ATHENS (Reuters) - Prime Minister Alexis Tsipras accused Germany on Tuesday of using legal tricks to avoid paying reparations for the Nazi occupation of Greece and said he would support parliamentary efforts to review the matter.
His comments are likely to heighten tensions between Athens and Berlin as Greece’s new, leftist government struggles to persuade its euro zone partners to renegotiate the terms of a 240 billion euro ($260 billion) bailout.
Germany last month rejected renewed calls from Greece for war compensation, saying the issue had been settled at world power talks that led to German reunification in 1990.
But Tsipras said his government approved plans to revive a parliamentary commission to look into the issue.
“After the reunification of Germany in 1990, the legal and political conditions were created for this issue to be solved. But since then, German governments chose silence, legal tricks and delay,” Tsipras told a parliamentary debate.
“And I wonder, because there is a lot of talk at the European level these days about moral issues: is this stance moral?” he said.
The campaign for war damages has been waged for decades both by former Greek governments and private citizens. But it has recently gained momentum due to painful economic measures imposed on Greece under the international bailout deal.
The Greek government has not officially quantified its reparation claims, and Berlin has long said that it has already honored all its war obligations, including a payment of 115 million deutschmarks (59 million euros) to Greece in 1960.
Tsipras said the 1960 deal only covered compensation for the victims of Nazi horrors, not the destruction wrought on Greece by the 1941-1944 occupation during World War Two.
Greeks have directed much of their fury over their bailout terms at Germany, the biggest financial contributor.
Relations have soured further since Tsipras won a snap election in January on the back of promises to end to the worst of the budget rigor.

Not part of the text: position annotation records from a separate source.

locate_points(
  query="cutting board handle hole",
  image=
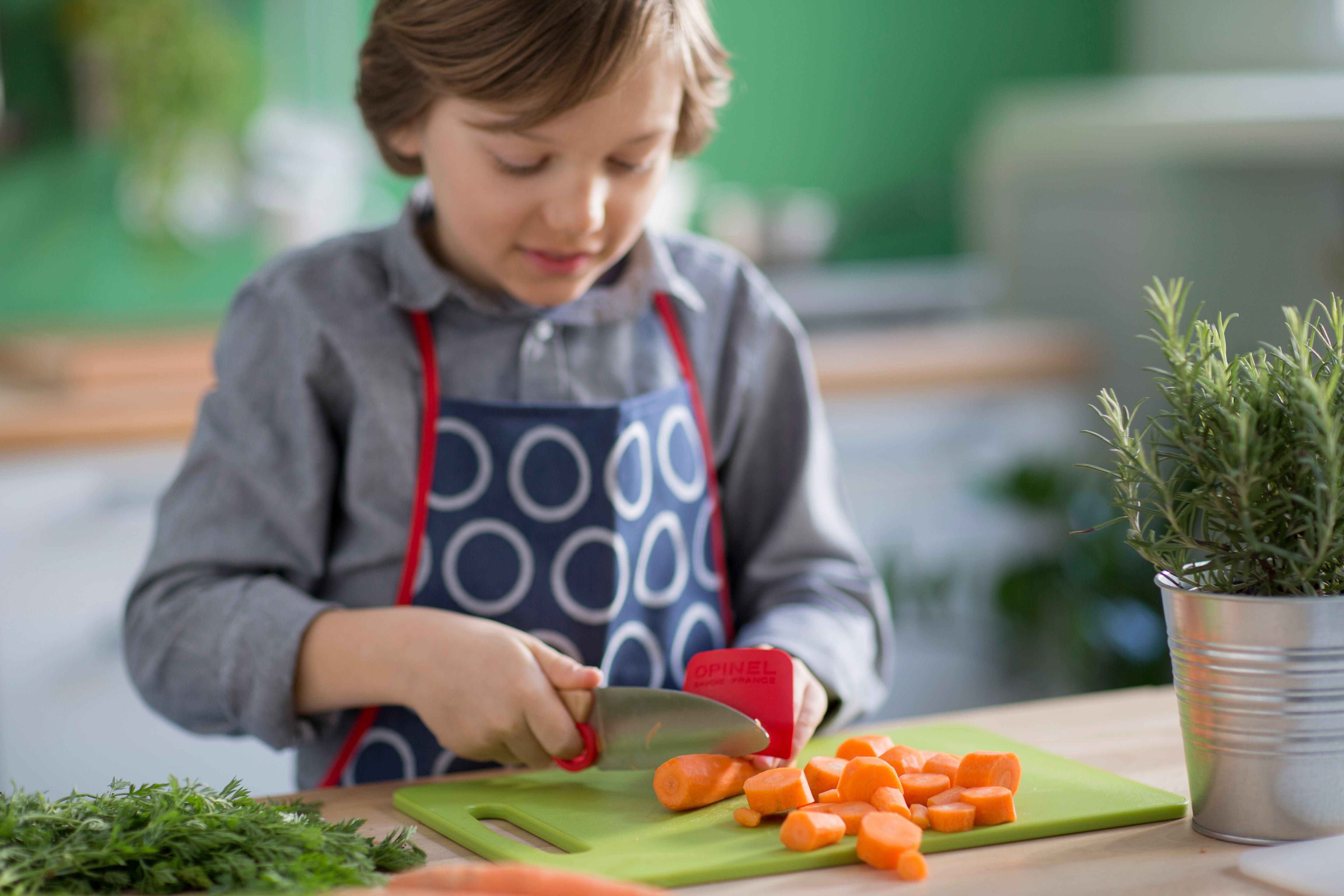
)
(507, 821)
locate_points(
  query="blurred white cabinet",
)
(74, 530)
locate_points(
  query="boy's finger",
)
(564, 672)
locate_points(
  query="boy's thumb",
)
(562, 672)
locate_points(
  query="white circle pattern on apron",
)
(541, 512)
(707, 578)
(639, 434)
(560, 643)
(636, 630)
(674, 417)
(381, 735)
(561, 589)
(705, 614)
(488, 526)
(671, 523)
(484, 467)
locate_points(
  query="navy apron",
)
(596, 528)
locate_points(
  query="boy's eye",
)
(630, 167)
(519, 168)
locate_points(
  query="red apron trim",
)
(420, 512)
(711, 476)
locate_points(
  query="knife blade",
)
(644, 727)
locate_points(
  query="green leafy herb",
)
(1237, 486)
(167, 839)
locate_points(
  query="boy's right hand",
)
(488, 691)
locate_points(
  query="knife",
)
(627, 729)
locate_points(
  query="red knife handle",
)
(589, 754)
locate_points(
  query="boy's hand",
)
(487, 691)
(810, 708)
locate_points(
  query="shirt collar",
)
(421, 284)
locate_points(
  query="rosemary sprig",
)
(167, 839)
(1238, 484)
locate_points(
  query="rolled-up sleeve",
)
(802, 580)
(214, 624)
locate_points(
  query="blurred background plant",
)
(173, 83)
(1084, 614)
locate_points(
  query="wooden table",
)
(1132, 733)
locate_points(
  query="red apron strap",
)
(420, 512)
(711, 476)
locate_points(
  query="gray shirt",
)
(296, 492)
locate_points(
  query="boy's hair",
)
(539, 57)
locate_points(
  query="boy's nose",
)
(581, 210)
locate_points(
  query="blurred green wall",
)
(872, 99)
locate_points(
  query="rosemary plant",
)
(167, 839)
(1237, 487)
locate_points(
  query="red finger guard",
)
(753, 682)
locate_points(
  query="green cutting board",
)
(611, 824)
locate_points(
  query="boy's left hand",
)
(810, 708)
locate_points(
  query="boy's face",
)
(541, 214)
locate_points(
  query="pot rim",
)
(1169, 581)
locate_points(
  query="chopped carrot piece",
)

Berlin has insisted that past commitments must be honored.
Reiterating this tough line, German Finance Minister Wolfgang Schaeuble said on Tuesday desperately needed aid would not be handed over until international lenders had agreed that Greece had delivered on its reform pledges.
Greek ministers bristled at his uncompromising tone.
“Mr. Schaeuble is the main supporter of failed policies in Greece and in Europe,” said Nikos Pappas, a minister without portfolio who is viewed as close to the prime minister.
“His obsession and insistence on the same policy and style are incongruous with the course toward a united and democratic Europe,” he told reporters outside the Greek parliament.